Yuanfen is a Chinese term that is hard to understand for people in other countries. Roughly speaking, yuanfen means the pre-determined "binding force" that links two people (usually two lovers) together. Although it is a blind faith, many people, especially girls like to calculate it.
Unfortunately, my girlfriend is one of them. One day, she asked me, "Sweetie, shall we find out our yuanfen?" Oh, I really hate that question, but I cannot reject it... Luckily, I'm a programmer, so the only thing I need to do is to find a seemingly good algorithm and write a yuanfen calculator. After several hours' searching in the web, I decided to implement the following popular yuanfen algorithm:
Step 1: Pick up the name abbreviations of the couple and concatenate them. For example, if the couple named Jiang Yun Fan and Tang Yu Rou, the concatenation of abbreviations is JYFTYR.

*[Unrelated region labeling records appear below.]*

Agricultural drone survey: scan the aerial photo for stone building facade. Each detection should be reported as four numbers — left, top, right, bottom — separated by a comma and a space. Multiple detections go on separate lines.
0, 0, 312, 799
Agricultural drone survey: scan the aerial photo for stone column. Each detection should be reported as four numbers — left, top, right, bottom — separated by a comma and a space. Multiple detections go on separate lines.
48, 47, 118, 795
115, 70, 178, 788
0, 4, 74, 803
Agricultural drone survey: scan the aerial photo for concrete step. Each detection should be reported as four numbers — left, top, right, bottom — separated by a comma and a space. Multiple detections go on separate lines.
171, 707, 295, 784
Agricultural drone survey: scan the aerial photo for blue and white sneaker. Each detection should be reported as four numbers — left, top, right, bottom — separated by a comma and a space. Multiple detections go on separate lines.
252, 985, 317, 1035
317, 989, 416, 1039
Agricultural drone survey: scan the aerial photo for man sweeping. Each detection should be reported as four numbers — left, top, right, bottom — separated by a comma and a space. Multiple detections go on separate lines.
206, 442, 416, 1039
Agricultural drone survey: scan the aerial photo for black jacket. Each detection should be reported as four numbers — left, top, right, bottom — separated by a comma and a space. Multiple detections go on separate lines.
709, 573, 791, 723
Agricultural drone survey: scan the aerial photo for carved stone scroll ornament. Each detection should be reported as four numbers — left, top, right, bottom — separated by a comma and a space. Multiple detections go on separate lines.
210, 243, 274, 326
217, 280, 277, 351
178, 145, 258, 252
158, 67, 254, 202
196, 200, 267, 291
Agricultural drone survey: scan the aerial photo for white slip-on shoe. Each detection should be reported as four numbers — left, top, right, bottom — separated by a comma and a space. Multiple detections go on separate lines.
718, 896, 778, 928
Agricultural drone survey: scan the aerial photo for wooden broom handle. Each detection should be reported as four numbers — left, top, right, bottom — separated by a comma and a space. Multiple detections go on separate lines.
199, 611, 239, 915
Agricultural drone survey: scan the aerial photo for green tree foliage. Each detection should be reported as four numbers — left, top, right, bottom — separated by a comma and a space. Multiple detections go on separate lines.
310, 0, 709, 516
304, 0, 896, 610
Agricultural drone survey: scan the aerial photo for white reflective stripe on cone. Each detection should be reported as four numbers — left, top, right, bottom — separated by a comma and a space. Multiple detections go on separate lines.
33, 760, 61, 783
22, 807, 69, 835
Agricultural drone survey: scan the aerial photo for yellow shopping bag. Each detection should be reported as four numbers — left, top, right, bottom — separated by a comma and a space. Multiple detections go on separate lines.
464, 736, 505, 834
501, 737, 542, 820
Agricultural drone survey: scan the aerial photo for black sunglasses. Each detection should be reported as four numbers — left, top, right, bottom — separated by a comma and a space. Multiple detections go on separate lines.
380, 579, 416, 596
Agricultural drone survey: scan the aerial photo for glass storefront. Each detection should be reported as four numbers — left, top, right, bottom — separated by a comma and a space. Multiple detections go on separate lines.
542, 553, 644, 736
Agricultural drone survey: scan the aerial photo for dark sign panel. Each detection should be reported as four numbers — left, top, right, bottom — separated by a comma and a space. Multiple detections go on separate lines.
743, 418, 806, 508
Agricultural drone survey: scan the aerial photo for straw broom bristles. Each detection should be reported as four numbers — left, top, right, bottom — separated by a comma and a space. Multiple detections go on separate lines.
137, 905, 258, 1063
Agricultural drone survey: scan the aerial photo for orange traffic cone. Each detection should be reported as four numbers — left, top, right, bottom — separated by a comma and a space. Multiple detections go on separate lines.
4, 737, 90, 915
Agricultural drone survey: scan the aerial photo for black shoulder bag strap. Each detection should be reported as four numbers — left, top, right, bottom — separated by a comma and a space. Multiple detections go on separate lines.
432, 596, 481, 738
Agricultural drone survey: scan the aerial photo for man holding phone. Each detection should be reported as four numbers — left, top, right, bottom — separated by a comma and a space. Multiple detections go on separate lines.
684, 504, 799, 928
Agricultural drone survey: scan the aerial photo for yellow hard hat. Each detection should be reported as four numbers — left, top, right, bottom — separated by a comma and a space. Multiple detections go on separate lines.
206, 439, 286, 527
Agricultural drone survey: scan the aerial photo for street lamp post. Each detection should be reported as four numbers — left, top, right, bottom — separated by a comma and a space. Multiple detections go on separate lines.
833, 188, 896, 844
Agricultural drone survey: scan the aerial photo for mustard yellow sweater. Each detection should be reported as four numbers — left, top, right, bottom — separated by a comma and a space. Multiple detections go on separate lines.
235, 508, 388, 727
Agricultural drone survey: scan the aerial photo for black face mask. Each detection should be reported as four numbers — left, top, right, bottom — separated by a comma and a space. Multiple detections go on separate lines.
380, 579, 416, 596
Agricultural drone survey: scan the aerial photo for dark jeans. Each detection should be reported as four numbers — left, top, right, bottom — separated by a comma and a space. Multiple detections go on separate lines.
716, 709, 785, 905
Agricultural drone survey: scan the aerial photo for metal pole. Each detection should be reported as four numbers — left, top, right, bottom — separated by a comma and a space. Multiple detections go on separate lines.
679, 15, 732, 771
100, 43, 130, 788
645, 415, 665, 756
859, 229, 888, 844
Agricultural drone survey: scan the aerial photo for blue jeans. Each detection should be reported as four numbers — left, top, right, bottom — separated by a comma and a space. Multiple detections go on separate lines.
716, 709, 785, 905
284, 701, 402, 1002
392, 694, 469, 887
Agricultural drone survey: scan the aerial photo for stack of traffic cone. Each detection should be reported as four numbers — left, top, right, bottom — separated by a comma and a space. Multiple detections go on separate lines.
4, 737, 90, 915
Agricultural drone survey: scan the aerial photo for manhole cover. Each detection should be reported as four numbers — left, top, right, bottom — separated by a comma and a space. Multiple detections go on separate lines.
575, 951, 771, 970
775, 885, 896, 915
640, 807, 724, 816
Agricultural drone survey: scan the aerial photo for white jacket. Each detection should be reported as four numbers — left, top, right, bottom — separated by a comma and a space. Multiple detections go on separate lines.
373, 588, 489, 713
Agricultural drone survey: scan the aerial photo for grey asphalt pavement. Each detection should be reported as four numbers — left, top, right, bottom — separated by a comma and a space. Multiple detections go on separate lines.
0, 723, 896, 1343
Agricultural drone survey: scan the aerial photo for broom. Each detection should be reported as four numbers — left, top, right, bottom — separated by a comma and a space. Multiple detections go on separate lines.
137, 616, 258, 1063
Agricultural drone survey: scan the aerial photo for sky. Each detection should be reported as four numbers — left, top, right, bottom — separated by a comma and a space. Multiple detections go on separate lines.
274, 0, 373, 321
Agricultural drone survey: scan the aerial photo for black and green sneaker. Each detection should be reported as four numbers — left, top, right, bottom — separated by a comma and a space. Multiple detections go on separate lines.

Step 2: Replace each letter with a number string. For some predefined positive integer ST, replace A with ST, and B with ST+1, C with ST+2, ..., Z with ST+25. For example, if ST=81, A should be replaced with 81, B should be replaced with 82, ..., Z will be replaced by 106. In the case above, JYFTYR will be replaced by 901058610010598.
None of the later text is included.